In the area of public health awareness, there is an error: immunoglobins are a substitute for vaccines to prevent infection. This misperception has led some people to make the wrong choices in preventing disease, affecting their own health and the health protection of the public.
Immunoprotein is a protein produced by the human immune system that identifies and integrates specific pathogens or toxins, thus helping the body to resist infection. For example, when humans are infected with the Hepatitis B virus, hepatitis B immunoprotein is produced in the body, which can be rapidly combined with the Hepatitis B virus, preventing further intrusion of the virus into the liver cell and reducing the risk of infection to some extent. However, the effect of immunoglobins is reactive, instantaneous and of short duration. It is used primarily as an emergency protection measure when the human body is already exposed to pathogens or is at a high risk of infection, such as the disruption of the mother-to-child transmission of the hepatitis B virus.

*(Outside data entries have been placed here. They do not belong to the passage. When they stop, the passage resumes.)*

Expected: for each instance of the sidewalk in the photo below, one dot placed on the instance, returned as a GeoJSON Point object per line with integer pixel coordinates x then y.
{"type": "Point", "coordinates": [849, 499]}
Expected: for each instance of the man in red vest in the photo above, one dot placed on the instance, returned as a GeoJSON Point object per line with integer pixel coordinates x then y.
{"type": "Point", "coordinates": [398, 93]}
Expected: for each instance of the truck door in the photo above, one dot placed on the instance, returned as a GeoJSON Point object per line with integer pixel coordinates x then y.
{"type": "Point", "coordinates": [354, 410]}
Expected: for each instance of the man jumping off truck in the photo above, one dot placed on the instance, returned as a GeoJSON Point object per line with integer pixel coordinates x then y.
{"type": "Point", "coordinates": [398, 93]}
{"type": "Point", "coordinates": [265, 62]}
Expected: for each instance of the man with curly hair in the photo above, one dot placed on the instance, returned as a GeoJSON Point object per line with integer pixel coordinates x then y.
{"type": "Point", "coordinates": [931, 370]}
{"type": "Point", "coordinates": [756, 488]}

The mechanism of the vaccine is different. Vaccines stimulate the human immune system ‘ s active immunisation response, including the generation of specific antibodies, the activation of immunosuppressive cells and the formation of immunosuppressive memory, by introducing detoxification or detoxification pathogens, parts of pathogens or specific antigens into the human body. In the case of a new coronary vaccine, whether a live vaccine, an MRNA vaccine or a gland virus vector, the human immune system “knows” the characteristics of a new coronary virus, so that, in the future, it is possible to initiate a rapid and effective immune defence mechanism that will produce a large number of specific antibodies and immunosers to fight the virus, prevent the occurrence of infection and, to some extent, reduce the severity of post-infection symptoms. This immunization protection is proactive and long-term and can provide the human body with a sustained defence against specific pathogens.
The short half-life of immunoglobin in the body in terms of immunisation duration is expected to decrease significantly in general after a few weeks, with protection reduced until it disappeared. For example, tetanus immunoglobins usually have an effective protection time of approximately 2 – 3 weeks after injection. The immunological memory induced by vaccination can last for months or even years. For example, after vaccination against measles in childhood, long-term immunization protection is generally available and, while the level of antibodies may decrease over time, when re-exposed to the measles virus, immune memory cells can be activated quickly and a large number of antibodies can be created quickly to protect against the virus.
In terms of the range of disease prevention, immunoglobins can only provide limited protection against specific known pathogens or toxins. For example, hepatitis B immunoglobin can only prevent Hepatitis B virus infection and not other viruses such as influenza virus, new coronary virus, etc. Vaccines, on the other hand, can be developed and applied to a wide range of infectious diseases, ranging from common influenza and measles vaccines to new and emerging canopy vaccines, and through a wide-ranging vaccination programme, can create immune barriers to a wide range of infectious diseases among the population.
In addition, from a public health point of view, there are a number of problems that can be faced by relying on immunoprotein as an alternative to vaccines to prevent infection. The preparation of immuno-protein needs to be drawn from a large number of plasma sources, with relatively limited sources and high costs, to meet large-scale population prevention needs. Vaccines, on the other hand, can be produced through industrialization, providing prevention services to a wide range of people in a relatively efficient and low-cost manner, and can contribute to large-scale global immunization campaigns to control the spread of infectious diseases.
Immunoglobins and vaccines have a very different nature and function in preventing infection, and immunoglobins are no substitute for vaccines. We should properly understand the role of both, follow the science-based prevention strategy, actively inoculate and, if necessary, use immunoglobins rationally, in order to build a comprehensive and effective system of personal and public health protection against infectious diseases.